As indicated in the fourth block, we proposed a deep learning model to handle missing data. In this study, the proposed model architecture is a convolutional autoencoder, meaning that the autoencoder uses convolution layers as the encoding and decoding parts. The proposed convolutional autoencoder acts as a denoising model. By replacing some input features on purpose with zeros, the input sets can be seen as corrupted data, and the model learns to reconstruct these corrupted inputs by minimising the loss function. The training process is shown in the fifth block of the research framework.

The sixth and seventh blocks of the research framework are the post-training interpretation and evaluation steps. The model accepts and yields two-dimensional data, and thus post-training output interpretations are needed to find the intended prediction results. This process involves the aggregation procedure. Finally, some evaluation procedures are taken to examine the trained model, such as calculating error metrics, testing the model on different missing rates and locations, and implementing the proposed algorithm on other air quality datasets.

2.2 Description of the datasets

This study uses air quality datasets from three different cities. A total of 10 stations are selected for each city, and two pollutants per station are studied. We consider ten monitoring stations adequate for implementing our algorithm and evaluating its performance. We also vary the pollutant in each city to demonstrate that our proposed method can be applied to different pollutants. Some considerations are taken into account when selecting the stations. Availability of pollution data and measurement period for all stations are two of our major concerns. We included stations with at least three years data from the same period. Furthermore, since our method is based on the correlation coefficient between stations, we include stations with varying degrees of correlation.

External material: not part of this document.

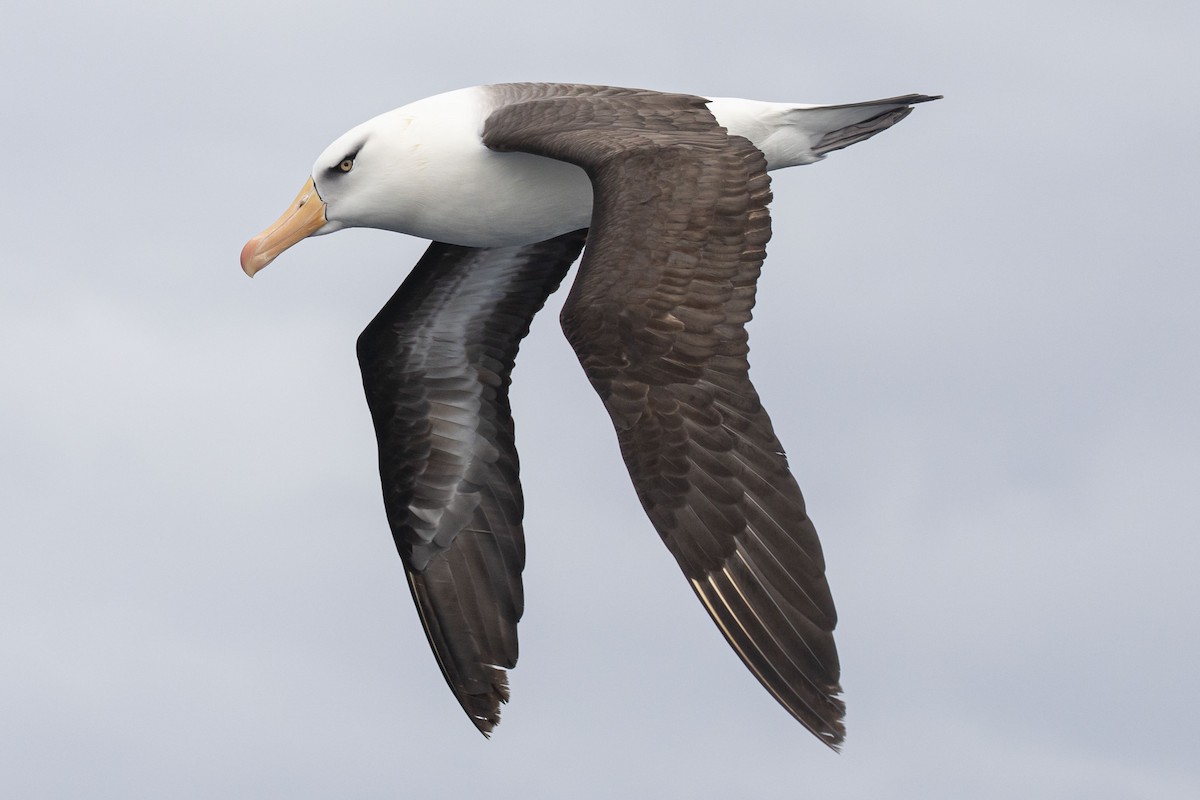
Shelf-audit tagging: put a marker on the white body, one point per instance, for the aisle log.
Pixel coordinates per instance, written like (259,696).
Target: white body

The first dataset is air pollutant data of London city. The data were collected using the Openair tool  [46]. Openair is an R package developed by Carslaw and Ropkins to analyse air quality data. For the London city dataset, we focus on two pollutants: nitrogen dioxide (\(\hbox {NO}_{2}\)) and particulate matter with a diameter of less than \(10\; \upmu \hbox {m}\) (\(\hbox {PM}_{10}\)). We selected ten monitoring stations across London and used data from January 2018 to January 2021.

The second dataset is on India air quality. The dataset was compiled by Rohan Rao from the Central Pollution Control Board (CPCB) website and can be downloaded from Kaggle’s collection [47]. Among many air quality monitoring stations, we selected ten monitoring stations across the city Delhi from February 2018 to July 2020. The chosen pollutants for the Delhi dataset are hourly measurements of \(\hbox {NO}_{2}\) and PM with a diameter of less than \(2.5\;\upmu \hbox {m}\) (\(\hbox {PM}_{2.5}\)).

The third dataset is Beijing multi-station air quality provided by Zhang et al. [48], which can be downloaded from the UCI Machine learning repository page [49]. The dataset contains hourly pollutant data from January 2013 to February 2017. We focused on carbon monoxide (CO) and ozone (\(\hbox {O}_{3}\)) data for the Beijing dataset. We selected ten monitoring stations, namely Aotizhongxin, Changping, Dingling, Dongsi, Guanyuan, Gucheng, Huairou, Nongzhanguan, Shunyi and Tiantan. Table 1 summarises the air quality monitoring stations used in this study.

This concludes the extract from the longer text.